If you speak French, you might think the title of this post means The Imperfect Perfect.

Close. It means The Imperfect Parfait.

And that, in itself, is misleading because it wasn't the parfait that was imperfect, it was the recipe.

Even then, it was less an imperfect recipe and more a recipe lost in translation.

My friend Greg, from Sippity Sup, recently wrote a post on interpreting recipes; it's definitely worth reading. Translating/interpreting recipes is something we, as cooks, do all the time. We look at old recipe cards and cookbooks - even new cookbooks - and we do our best to create the dish the author intended.

It doesn't always work. There is an art to writing a recipe so that it is clear to anyone, especially a beginner. Sometimes we need to redo the recipe to make it work.

Today's recipe is one of those recipes. It came from Wine Grower and Food Lover... Régine Sumeire - 50 Family Recipes. She tells us that the original recipe is from a friend of hers in Québec, and the Régine shares her edited version. I saw the title and was immediately smitten.

Parfait of Sweetbreads? Oh, my! But looking at the recipe, I knew this was going to require some serious translation. Several other people I know looked at it, as well, and felt there was something missing. My first attempt was made as written. We ended up with an unctuous soup, not a parfait. But the flavor was exquisite. It was now time to tinker.

For the second trial of the recipe, I took the advice of my friend Susan, a Cordon Bleu grad, and also made a few of my own changes. Voilà, it was perfection. I served it with a rosé from the source - La Source Gabriel, a wine created by Reegine Sumeire (Château La Tour de l'Évêque) and her nephew, Roger Blanc Sumeire (Domaine Font-Freye). For more about the wine pairing, visit the Provence WineZine.

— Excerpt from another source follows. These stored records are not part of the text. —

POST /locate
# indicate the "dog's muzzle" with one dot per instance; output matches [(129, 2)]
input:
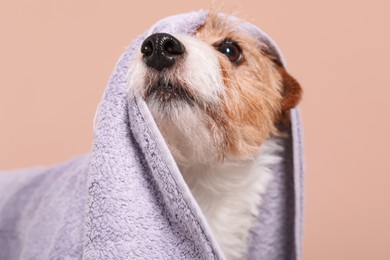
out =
[(160, 50)]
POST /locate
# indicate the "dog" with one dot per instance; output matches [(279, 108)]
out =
[(219, 98)]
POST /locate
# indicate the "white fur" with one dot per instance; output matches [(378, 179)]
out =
[(230, 192), (230, 195)]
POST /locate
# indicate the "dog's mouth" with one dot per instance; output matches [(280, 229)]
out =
[(167, 92)]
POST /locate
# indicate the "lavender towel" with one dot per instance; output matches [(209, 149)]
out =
[(127, 199)]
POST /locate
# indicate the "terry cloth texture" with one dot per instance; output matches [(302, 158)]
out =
[(127, 198)]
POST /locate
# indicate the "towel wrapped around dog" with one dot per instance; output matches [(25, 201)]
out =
[(128, 200)]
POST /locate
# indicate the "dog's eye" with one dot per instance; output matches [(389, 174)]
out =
[(231, 50)]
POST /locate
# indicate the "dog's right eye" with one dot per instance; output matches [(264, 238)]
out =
[(231, 50)]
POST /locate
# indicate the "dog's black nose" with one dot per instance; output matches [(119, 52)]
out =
[(160, 50)]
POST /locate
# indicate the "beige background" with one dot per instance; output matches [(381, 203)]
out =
[(56, 57)]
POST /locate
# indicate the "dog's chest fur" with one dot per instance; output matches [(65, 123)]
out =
[(230, 195)]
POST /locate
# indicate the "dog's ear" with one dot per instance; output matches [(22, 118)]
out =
[(291, 91)]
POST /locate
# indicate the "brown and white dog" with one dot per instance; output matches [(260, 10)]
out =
[(217, 97)]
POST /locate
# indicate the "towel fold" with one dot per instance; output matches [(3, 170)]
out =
[(127, 198)]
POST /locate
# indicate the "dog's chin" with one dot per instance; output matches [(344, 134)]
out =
[(168, 94)]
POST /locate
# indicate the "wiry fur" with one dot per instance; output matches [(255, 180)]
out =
[(218, 119)]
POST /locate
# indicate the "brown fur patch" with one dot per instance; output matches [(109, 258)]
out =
[(257, 91)]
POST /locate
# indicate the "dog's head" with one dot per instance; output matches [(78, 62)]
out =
[(216, 94)]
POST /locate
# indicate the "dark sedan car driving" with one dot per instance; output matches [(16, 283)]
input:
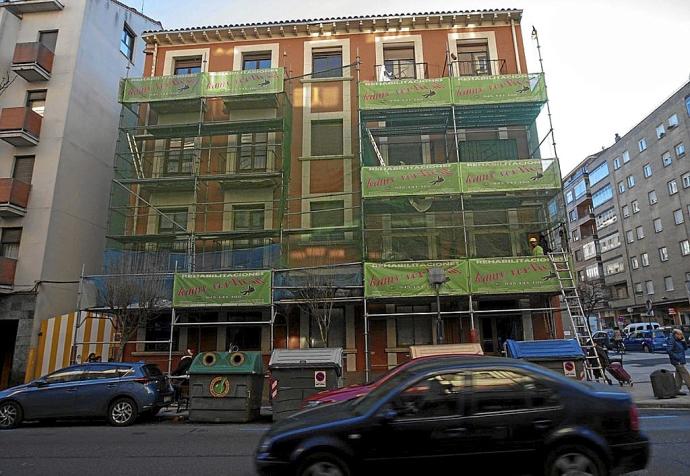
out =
[(464, 413), (117, 391)]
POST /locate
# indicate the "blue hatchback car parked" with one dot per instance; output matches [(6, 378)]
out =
[(646, 341), (118, 391)]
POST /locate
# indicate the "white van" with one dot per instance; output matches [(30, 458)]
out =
[(640, 326)]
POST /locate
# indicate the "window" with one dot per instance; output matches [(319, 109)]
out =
[(327, 63), (686, 179), (174, 221), (644, 257), (23, 168), (127, 42), (647, 170), (678, 216), (685, 247), (36, 100), (606, 218), (328, 214), (399, 61), (48, 39), (601, 196), (599, 173), (668, 283), (580, 189), (256, 60), (663, 253), (9, 242), (610, 242), (191, 65), (634, 263), (660, 131), (326, 138), (613, 267), (652, 197)]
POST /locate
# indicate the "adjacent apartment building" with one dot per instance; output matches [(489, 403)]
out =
[(60, 63), (629, 218), (291, 171)]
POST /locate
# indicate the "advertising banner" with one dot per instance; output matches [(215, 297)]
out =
[(405, 180), (406, 93), (512, 275), (238, 288), (408, 279), (501, 89), (509, 175)]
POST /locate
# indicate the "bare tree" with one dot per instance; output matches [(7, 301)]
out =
[(135, 293)]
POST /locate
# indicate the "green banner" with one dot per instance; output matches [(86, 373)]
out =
[(403, 180), (238, 288), (509, 175), (194, 86), (408, 279), (408, 93), (500, 89), (512, 275)]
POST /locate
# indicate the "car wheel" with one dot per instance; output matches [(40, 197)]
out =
[(122, 412), (574, 460), (11, 415), (323, 464)]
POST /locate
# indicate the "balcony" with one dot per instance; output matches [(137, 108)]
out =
[(19, 7), (20, 126), (8, 267), (14, 197), (32, 61)]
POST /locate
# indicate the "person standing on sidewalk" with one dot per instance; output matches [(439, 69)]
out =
[(676, 348)]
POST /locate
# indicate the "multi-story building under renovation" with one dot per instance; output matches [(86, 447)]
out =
[(301, 173)]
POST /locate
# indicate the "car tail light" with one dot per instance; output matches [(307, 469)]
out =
[(634, 418)]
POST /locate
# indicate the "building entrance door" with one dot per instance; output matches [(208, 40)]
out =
[(8, 336)]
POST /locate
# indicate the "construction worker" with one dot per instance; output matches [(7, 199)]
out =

I love sweetbreads, and I think you all know that I am speaking of offal, and not breakfast treats. Sweetbreads are the thymus gland of a cow. “Sweetbreads” sounds much nicer, less clinical, doesn't it?

This recipe won't be for everyone. In fact Susan, my friend from the Provence WineZine, is rather creeped out by sweetbreads. For her, and those of you in her camp, I promise a lovely recipe for pasta with grilled seafood next week.

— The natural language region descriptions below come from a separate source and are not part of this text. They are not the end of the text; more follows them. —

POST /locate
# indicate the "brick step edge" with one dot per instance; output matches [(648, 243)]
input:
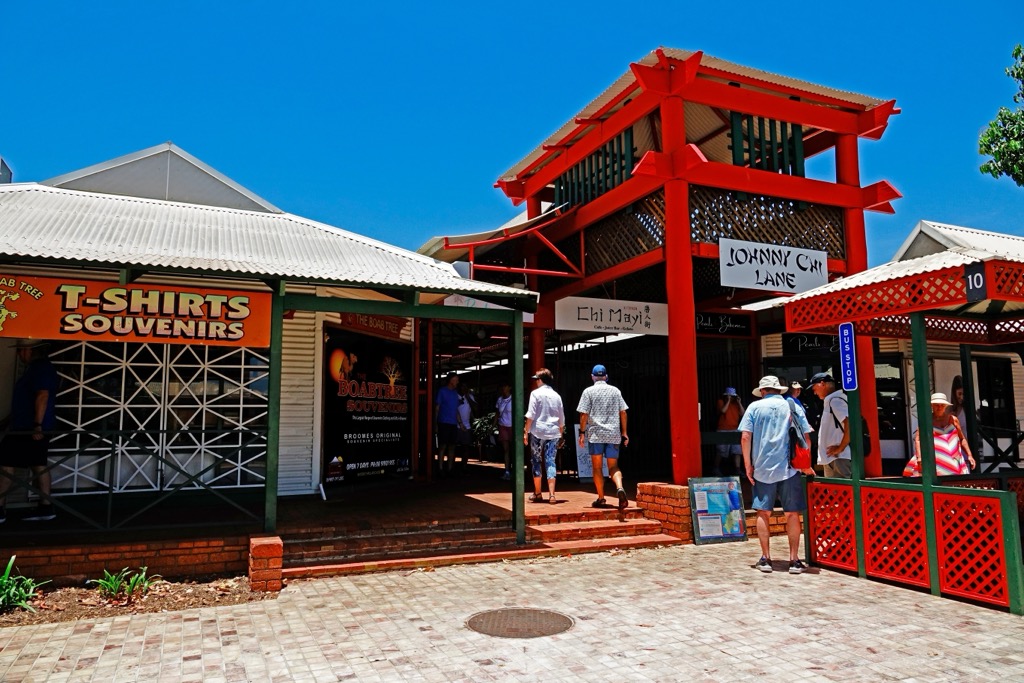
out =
[(557, 549), (318, 532), (394, 544), (593, 529), (537, 518)]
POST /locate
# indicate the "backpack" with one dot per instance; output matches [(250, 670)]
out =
[(866, 445)]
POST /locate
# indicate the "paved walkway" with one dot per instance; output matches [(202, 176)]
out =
[(675, 613)]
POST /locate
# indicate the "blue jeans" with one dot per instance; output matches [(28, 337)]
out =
[(543, 453), (790, 493)]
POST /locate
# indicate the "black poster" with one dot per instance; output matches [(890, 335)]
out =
[(367, 407), (727, 325), (816, 345)]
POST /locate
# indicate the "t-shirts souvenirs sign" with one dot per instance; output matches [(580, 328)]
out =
[(96, 310), (761, 266)]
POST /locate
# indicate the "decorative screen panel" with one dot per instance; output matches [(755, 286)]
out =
[(151, 417)]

Wishing you perfection with every recipe!

~ David

Parfait of Sweetbreads

I show the original recipe page in the photos of the book above. The recipe that follows works. It is my version of Régine’s version of her friend’s version.

1 cup diced onion
1/2 cup tawny Port
1/4 pound sweetbreads
1 teaspoon lemon juice
3 1/2 tablespoons unsalted butter
salt and freshly ground pepper

Preheat the oven to 350°F.

Place diced onions in a shallow ovenproof saucepan and pour the Port over the onions. Top with the sweetbreads, in once piece. Cover, and bake for 50 minutes.

Remove from the oven, uncover, and set aside sweetbreads on a plate to cool. Place saucepan with onions, Port, and pan juices over medium heat. Cook until liquids are syrupy.

Put cooled sweetbreads in the bowl of a small food processor with a steel blade. Add the reduced port/onion mixture, and process until evenly chopped. Add the lemon juice, butter, and season with salt and pepper. Pulse until the mixture is silky.

Press the mixture through a fine-mesh sieve. Scoop the parfait into a serving bowl or glass. You will have about 1/2 cup. Smooth the top and refrigerate until ready to serve.

Remove from the refrigerator about 1/2 hour before serving. Spread on water crackers or toasted bread, and serve with a chilled rosé, Sauternes, or a kir.

Serves 4.

Note: this recipe makes very little in quantity, but it is extremely rich and a little goes a long way.